I’m trying to build a random query generator for a query language we developed. The idea is to generate random queries by following the rules in a parse-table. So far, all of the LL parser generators I’ve tried only generate recursive-descent parsers. I could try and modify the generated parser but looking at the parser that ANTLR generated for a tiny expression language, a parser for our query language will be very large.
So, I think a table-driven parser would be smaller and easier to tweak. Are there any open-source tools that can generate a table-driven LL parser?
Alternatively, can a LR parse table be used “in reverse” to derive random queries?
Yes, an LR parser table can be used to generate random queries. You simply traverse the tables as if you were parsing, and anyplace a state table offers you a transition or a reduction on a token, you randomly propose that token, with preference for reductions once the size of the query is “large enough”. The token sequence is your query.
But you don’t need the LR table for this; you can traverse your grammar definition (a set of BNF rules) in a similar way.
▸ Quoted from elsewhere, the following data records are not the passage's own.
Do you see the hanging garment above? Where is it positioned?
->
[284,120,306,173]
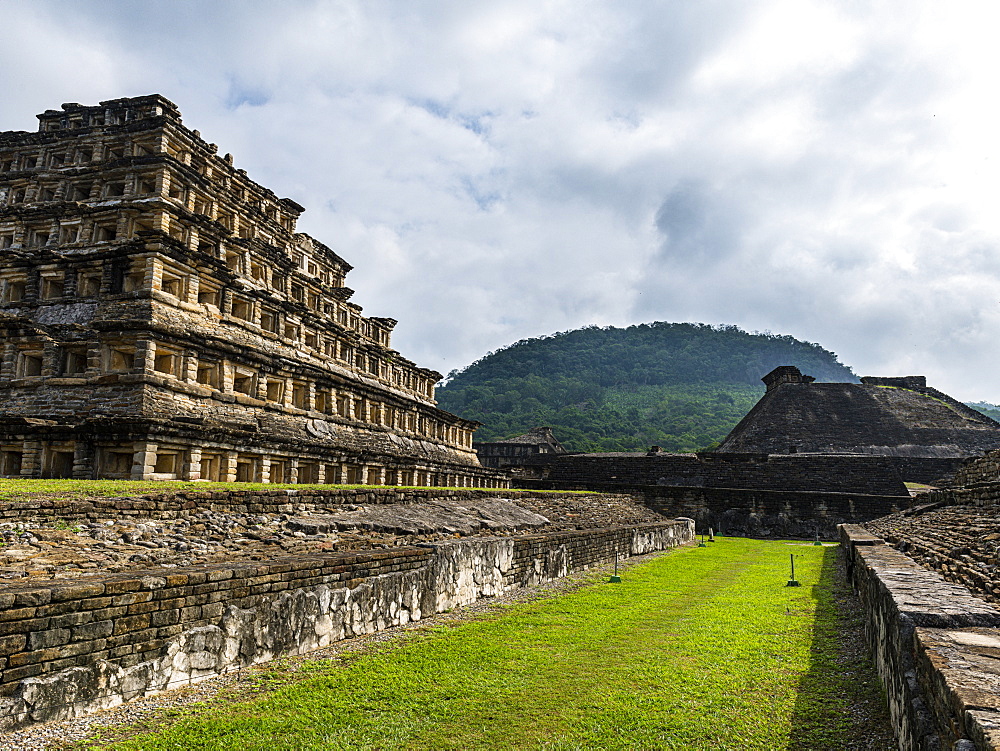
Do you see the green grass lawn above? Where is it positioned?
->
[82,538,891,750]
You’ll want to first normalize all your rules to the following form:
This gets rid of Kleene star and plus, and alternatives, by adding new generated nonterminals to represent complex subphrases in the original rules. This is straightforward to do.
If you have a non-terminal (initially the goal symbol), merely find rules with matching LHS, pick one at random, and expand that rule. You have to keep track of your position in the rule as a “dot” (same idea as “items” in LR parser generation). Given a rule and a dot, either the token selected is a terminal (propose it, being no choice!) or a nonterminal (recursively generate a token sequence for the nonterminal
using the method of this paragraph).